Well before I thought about my values explicitly, I started changing the way I approched grad school to better align with them.
1) I started giving myself nights and weekends off. No sense in working 24/7 on something for which you aren’t getting paid much and don’t really enjoy. Besides, taking breaks makes you more focused and creative when you are working!
2) I worked with my advisor to find research projects that I really wanted to work on. I had to find my voice to say no to things I didn’t want to do and find the courage to dive into new problems.

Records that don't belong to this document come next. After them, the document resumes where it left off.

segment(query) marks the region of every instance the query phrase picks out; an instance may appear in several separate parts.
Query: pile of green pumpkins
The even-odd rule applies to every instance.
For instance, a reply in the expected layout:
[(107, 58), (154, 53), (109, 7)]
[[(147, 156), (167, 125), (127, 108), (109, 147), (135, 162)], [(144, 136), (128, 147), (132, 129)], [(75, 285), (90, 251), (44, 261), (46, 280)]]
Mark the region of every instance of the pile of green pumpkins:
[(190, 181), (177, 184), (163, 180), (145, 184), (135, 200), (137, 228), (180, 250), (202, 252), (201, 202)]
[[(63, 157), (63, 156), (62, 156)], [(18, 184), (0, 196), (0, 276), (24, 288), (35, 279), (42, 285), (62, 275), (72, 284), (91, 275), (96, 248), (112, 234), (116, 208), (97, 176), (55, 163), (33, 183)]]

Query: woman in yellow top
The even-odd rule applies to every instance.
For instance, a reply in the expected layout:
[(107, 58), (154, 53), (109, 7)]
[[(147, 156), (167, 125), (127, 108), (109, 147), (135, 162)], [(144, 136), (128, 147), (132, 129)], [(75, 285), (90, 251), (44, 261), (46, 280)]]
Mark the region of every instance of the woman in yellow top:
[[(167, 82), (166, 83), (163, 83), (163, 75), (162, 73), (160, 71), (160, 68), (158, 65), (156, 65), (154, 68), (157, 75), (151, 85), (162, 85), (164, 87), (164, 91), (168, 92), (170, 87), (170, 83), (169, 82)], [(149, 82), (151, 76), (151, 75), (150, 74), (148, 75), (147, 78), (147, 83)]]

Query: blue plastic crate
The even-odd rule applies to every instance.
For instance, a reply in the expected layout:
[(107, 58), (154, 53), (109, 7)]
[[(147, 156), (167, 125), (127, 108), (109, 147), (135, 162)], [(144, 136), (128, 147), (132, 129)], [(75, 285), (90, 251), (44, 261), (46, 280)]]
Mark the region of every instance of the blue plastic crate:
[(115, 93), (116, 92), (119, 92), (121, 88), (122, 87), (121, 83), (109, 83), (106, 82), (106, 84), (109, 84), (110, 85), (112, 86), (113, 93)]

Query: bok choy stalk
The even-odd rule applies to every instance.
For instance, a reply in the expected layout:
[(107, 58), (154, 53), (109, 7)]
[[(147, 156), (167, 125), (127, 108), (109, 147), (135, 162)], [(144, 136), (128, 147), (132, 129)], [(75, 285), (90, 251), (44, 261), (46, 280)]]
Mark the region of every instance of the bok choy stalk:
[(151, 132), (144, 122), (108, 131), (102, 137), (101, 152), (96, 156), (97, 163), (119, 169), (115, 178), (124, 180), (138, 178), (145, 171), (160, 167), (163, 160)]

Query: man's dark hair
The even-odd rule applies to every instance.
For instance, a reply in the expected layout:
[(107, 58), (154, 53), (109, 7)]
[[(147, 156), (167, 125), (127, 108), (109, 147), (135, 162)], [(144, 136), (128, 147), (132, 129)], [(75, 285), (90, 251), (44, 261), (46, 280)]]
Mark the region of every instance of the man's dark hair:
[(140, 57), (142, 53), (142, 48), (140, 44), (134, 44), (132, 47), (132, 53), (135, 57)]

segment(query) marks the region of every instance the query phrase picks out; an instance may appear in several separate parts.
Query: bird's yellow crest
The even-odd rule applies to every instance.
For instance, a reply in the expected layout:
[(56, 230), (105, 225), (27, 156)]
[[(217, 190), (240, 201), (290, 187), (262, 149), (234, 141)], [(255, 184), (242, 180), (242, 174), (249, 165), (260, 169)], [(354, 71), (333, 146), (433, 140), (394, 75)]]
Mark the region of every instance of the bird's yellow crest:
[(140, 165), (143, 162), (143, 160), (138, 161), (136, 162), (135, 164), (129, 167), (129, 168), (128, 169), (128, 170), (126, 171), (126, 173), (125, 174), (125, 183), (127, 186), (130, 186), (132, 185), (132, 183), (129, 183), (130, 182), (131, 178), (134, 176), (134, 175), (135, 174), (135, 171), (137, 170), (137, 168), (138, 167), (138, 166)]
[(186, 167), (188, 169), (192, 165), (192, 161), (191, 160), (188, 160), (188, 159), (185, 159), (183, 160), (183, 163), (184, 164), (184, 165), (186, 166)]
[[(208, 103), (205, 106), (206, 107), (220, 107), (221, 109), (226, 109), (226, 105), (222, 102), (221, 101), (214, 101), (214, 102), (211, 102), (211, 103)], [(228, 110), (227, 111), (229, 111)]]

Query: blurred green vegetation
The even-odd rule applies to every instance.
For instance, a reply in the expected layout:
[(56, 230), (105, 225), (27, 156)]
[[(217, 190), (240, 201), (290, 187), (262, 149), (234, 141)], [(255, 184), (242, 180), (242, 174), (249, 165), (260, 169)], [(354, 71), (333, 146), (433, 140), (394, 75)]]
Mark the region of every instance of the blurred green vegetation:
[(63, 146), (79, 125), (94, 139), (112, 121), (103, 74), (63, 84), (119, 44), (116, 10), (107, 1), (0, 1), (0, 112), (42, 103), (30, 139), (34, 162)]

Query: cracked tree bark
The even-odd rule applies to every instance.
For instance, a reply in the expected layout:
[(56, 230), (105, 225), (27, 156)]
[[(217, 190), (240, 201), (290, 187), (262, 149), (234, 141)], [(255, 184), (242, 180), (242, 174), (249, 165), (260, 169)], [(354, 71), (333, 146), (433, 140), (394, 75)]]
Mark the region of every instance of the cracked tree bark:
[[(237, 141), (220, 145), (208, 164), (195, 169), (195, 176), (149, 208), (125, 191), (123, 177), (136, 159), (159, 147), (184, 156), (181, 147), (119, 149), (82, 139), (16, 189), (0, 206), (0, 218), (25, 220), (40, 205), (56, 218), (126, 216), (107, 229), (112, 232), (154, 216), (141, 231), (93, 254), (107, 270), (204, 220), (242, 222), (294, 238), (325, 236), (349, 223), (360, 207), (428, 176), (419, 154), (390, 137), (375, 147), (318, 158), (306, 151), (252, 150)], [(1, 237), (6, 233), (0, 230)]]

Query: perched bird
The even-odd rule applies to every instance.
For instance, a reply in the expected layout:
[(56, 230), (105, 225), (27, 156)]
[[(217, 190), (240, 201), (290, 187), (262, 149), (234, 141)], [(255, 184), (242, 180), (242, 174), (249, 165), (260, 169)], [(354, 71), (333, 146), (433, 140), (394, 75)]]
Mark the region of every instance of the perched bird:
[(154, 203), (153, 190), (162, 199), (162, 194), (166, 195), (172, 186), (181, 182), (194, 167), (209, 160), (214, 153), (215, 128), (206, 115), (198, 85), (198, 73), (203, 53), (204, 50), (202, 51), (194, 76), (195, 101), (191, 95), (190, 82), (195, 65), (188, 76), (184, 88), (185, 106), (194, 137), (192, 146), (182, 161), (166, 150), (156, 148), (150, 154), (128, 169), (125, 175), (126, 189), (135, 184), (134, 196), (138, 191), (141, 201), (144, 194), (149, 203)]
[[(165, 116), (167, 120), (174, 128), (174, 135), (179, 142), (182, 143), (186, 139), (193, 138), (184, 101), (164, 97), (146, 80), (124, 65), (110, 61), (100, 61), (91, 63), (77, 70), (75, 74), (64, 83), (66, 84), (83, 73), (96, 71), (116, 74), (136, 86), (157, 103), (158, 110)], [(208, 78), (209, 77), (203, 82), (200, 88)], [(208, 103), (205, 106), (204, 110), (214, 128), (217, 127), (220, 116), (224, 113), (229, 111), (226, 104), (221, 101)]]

3) I sought out opportunities outside the PhD to do things that matter to me: teaching workshops, writing blogs and science articles, and consulting with people doing food research on campus. Having side projects has been a lot of fun, expanded my skill set, and created opportunities for me in the future.
4) I’ve been proactive about seeking research funding, so I can really focus my energy on the projects I want, and seeking travel opportunities related to my work (hello, Italy 2018!!)
5) I stopped caring so much. After realizing I didn’t want to pursue a career in academia, I stopped worrying about how my work appeared. No more pressure to publish in top journals, and with that there was a lot less pressure to do the kinds of work I don’t enjoy. Without my perfectionist tendency in the way, now I actually do better work because I’m not afraid to make mistakes along the way.
Over the last ten years, 95% of male students have completed the PhD in my department while only 75% of female students have. There might be a small numbers game at play (in that there are never very many women in my program), but I’d posit that something else is going on.
I think that many students go through a crisis of faith at some point in the PhD. But perhaps the female students are having a harder time getting through this difficult period.
Unfortunately, people don’t tend to talk about these feelings openly while they’re going through it. It’s scary to be vulnerable and share the feeling that maybe you don’t belong. It’s no good if we all suffer side by side, but silently, when we could lean on each other for support! In sharing my story, I hope others will reflect on what really makes them happy and have the courage to speak up and demand it.